In the case of Shores’ football team, it didn’t just take team; it took a bunch; more specifically Brady’s Bunch.

Junior Brady Rose, who was thrust into quarterback action at the beginning of the 57-56 semifinal win over Walled Lake Western when starting QB Caden Broersma was injured, led the Sailors to the school’s first football state title at Ford Field on Friday, Nov. 29.

Rose, listed as 5-foot-7, 145 pounds, followed up his five-touchdown semifinal performance with another solid all-around game in Shores’ 35-26 victory over Detroit Martin Luther King in the Div. 2 finals. He finished with 90 rushing yards and three TDs; plus, he completed 8-of-11 passes for 122 yards and a score.

“We lose our all-state quarterback who played in this game last year and came up short, and then a backup quarterback comes in and leads us to our first state championship ever,” coach Matt Koziak said. “Our offense didn’t change at all. We may have ran more option, but as far as our playbook shrinking, not at all. Brady has one of the best football IQ’s of anyone I have ever coached.”

The Sailors, playing in the state finals for the third time in school history, had to overcome adversity going up against a powerhouse of King, which was shooting for its fourth state title in five years. King also had at least three players with Division-I offers, which made critics believe that Shores had no chance to win this game.

“People go back to our getting whooped by Muskegon [a 53-0 loss in week eight],” Koziak said. “(The Big Reds are) a great football team. I know it sounds crazy, but it was one of the best things that happened to us. It humbled us, it made us dig a little deeper and understand we might not be as good as we think we are without doing the little things.”

In the state title game, the Sailors dominated early, scoring on their first drive with a 1-yard rushing touchdown from Rose.

After senior Cam Sobish’s sack caused a King fumble, Rose and his offense took advantage and drove down the field and capped it off with an 18-yard touchdown run by senior Tre Hatcher, going up 14-0 early in the second quarter.

“After my touchdown, I thought the game was ours,” Hatcher said. “We stopped them, and we scored again, so I thought it was our game to win as long as we kept applying pressure.”

After King made it 14-6, Rose scored another 1-yard TD with 3:29 left in the first half to make it 21-6; however, the Crusaders made it 21-12 at halftime with a touchdown with 25 seconds before the half.
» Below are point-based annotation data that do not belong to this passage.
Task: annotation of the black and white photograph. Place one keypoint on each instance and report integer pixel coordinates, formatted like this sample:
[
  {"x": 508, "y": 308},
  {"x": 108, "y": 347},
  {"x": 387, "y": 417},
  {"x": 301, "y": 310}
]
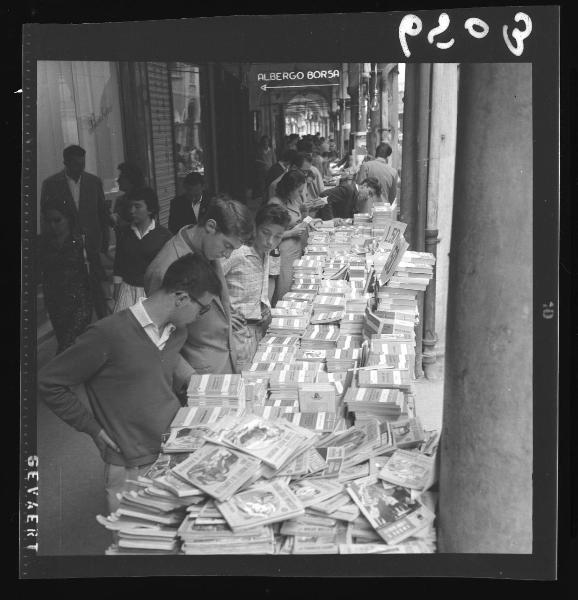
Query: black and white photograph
[{"x": 347, "y": 225}]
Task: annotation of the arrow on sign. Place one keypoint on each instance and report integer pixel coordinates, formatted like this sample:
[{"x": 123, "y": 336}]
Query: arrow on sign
[{"x": 266, "y": 87}]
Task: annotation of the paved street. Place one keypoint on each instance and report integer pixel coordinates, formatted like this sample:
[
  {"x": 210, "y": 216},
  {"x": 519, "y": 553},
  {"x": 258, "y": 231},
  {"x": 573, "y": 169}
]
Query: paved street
[{"x": 71, "y": 474}]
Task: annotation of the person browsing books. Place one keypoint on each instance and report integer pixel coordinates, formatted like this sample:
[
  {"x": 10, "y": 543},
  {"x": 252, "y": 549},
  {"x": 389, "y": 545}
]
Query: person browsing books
[
  {"x": 224, "y": 226},
  {"x": 247, "y": 275},
  {"x": 130, "y": 365},
  {"x": 136, "y": 246}
]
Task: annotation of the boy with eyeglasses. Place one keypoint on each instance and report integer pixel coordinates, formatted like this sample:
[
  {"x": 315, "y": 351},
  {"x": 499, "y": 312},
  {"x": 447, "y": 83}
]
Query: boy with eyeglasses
[{"x": 130, "y": 365}]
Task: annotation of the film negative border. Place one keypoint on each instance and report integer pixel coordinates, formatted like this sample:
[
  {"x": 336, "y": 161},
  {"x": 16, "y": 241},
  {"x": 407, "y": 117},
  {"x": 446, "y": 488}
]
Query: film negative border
[{"x": 28, "y": 435}]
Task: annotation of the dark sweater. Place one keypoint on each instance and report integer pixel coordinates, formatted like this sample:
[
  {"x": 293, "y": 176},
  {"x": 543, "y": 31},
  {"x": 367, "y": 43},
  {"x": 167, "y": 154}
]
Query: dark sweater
[
  {"x": 341, "y": 202},
  {"x": 133, "y": 256},
  {"x": 128, "y": 381}
]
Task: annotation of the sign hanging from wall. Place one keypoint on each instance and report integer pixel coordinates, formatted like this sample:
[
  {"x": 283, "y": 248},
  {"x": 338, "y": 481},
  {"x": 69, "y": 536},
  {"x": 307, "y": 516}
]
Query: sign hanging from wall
[{"x": 305, "y": 78}]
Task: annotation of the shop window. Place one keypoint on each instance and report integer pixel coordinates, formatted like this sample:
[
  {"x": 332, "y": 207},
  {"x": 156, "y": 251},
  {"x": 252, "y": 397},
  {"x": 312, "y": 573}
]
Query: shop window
[
  {"x": 78, "y": 103},
  {"x": 187, "y": 119}
]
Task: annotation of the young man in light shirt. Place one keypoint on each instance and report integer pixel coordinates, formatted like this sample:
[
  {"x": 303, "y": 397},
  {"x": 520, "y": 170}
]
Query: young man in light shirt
[
  {"x": 130, "y": 365},
  {"x": 224, "y": 226},
  {"x": 247, "y": 276}
]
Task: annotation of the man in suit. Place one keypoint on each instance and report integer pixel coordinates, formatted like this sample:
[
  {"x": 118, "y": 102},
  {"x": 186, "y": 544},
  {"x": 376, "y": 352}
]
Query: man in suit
[
  {"x": 384, "y": 173},
  {"x": 83, "y": 193},
  {"x": 344, "y": 200},
  {"x": 188, "y": 208},
  {"x": 224, "y": 227},
  {"x": 277, "y": 171}
]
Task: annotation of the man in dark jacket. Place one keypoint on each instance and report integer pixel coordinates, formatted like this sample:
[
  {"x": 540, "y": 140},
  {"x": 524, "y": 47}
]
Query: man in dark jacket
[
  {"x": 83, "y": 193},
  {"x": 189, "y": 207},
  {"x": 131, "y": 368}
]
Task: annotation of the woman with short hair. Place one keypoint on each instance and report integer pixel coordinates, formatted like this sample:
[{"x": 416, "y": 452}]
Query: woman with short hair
[
  {"x": 65, "y": 270},
  {"x": 137, "y": 245},
  {"x": 289, "y": 194},
  {"x": 247, "y": 275},
  {"x": 130, "y": 178}
]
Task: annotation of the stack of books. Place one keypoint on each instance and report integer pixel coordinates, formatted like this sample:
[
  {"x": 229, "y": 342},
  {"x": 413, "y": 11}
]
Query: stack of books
[
  {"x": 209, "y": 536},
  {"x": 287, "y": 326},
  {"x": 216, "y": 390},
  {"x": 362, "y": 219},
  {"x": 320, "y": 337},
  {"x": 342, "y": 359},
  {"x": 278, "y": 341},
  {"x": 281, "y": 353},
  {"x": 270, "y": 462},
  {"x": 384, "y": 378},
  {"x": 352, "y": 323},
  {"x": 381, "y": 404},
  {"x": 300, "y": 296},
  {"x": 349, "y": 341},
  {"x": 414, "y": 271},
  {"x": 328, "y": 303}
]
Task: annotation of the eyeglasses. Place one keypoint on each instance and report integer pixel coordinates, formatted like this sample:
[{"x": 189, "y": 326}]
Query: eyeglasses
[{"x": 205, "y": 308}]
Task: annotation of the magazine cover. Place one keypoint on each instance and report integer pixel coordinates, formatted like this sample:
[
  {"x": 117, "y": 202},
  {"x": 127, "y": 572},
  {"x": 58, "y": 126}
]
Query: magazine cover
[
  {"x": 216, "y": 470},
  {"x": 263, "y": 503},
  {"x": 390, "y": 509}
]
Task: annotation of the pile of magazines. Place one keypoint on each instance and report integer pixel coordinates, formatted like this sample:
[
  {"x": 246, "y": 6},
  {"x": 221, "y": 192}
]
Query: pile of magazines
[{"x": 316, "y": 447}]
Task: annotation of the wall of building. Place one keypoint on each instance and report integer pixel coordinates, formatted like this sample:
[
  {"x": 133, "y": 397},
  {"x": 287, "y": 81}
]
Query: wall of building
[
  {"x": 444, "y": 109},
  {"x": 78, "y": 103}
]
In the third quarter, King struck first, cutting the lead to 21-20.

Later in the third quarter, King’s freshman quarterback Dante Moore, who is being recruited by D-I schools, made a mistake by throwing into the proximity of Rose, who came up with a momentum-boosting interception.

“I was in man coverage, and the guy I was covering ran an out route, so I passed him to our shallow guy and sat in the middle and read the quarterback’s eyes,” said Rose, who also plays safety.

Driving down the field and building confidence, the Sailors were faced with a crucial fourth and five from King’s 17-yard line. Senior Jaylen Hopson caught a pass from Rose and galloped into the endzone, stretching the lead to 28-20.

Early in the fourth quarter, Maryland commit Peny Boone burst through the Sailor defense and charged his way to a 66-yard touchdown, again cutting the lead, making it 28-26.

The Sailors would then methodically march down the field, keeping possession of the ball for 8:40 minutes until Rose scored from the King 2-yard line, advancing the lead to 35-26.

“On our last drive, I knew we needed a score to finish the game,” senior lineman Derek Pennell said. “We kept grinding and cutting time of the clock and finished it with a score. After this, I knew we had it.”

On King’s final drive of the game, senior Kolbe Torvinger put an end to any comeback with an interception with 36 seconds left. The Sailors took a knee to seal the first state title in Shores’ history.

Rose, adding on to his impressive offensive performance, notched a team-high 10 tackles on top of his interception. Trovinger and sophomore Jeff Lenartowicz added seven tackles apiece while Sobish and junior Gary Humphrey made five stops each.

“I still don’t think it’s set in,” Koziak said in the press conference after the game. “It will set in 10 years from now, a year from now, I don’t know. What these young kids did and what they had to overcome in the playoffs, it’s unbelievable.”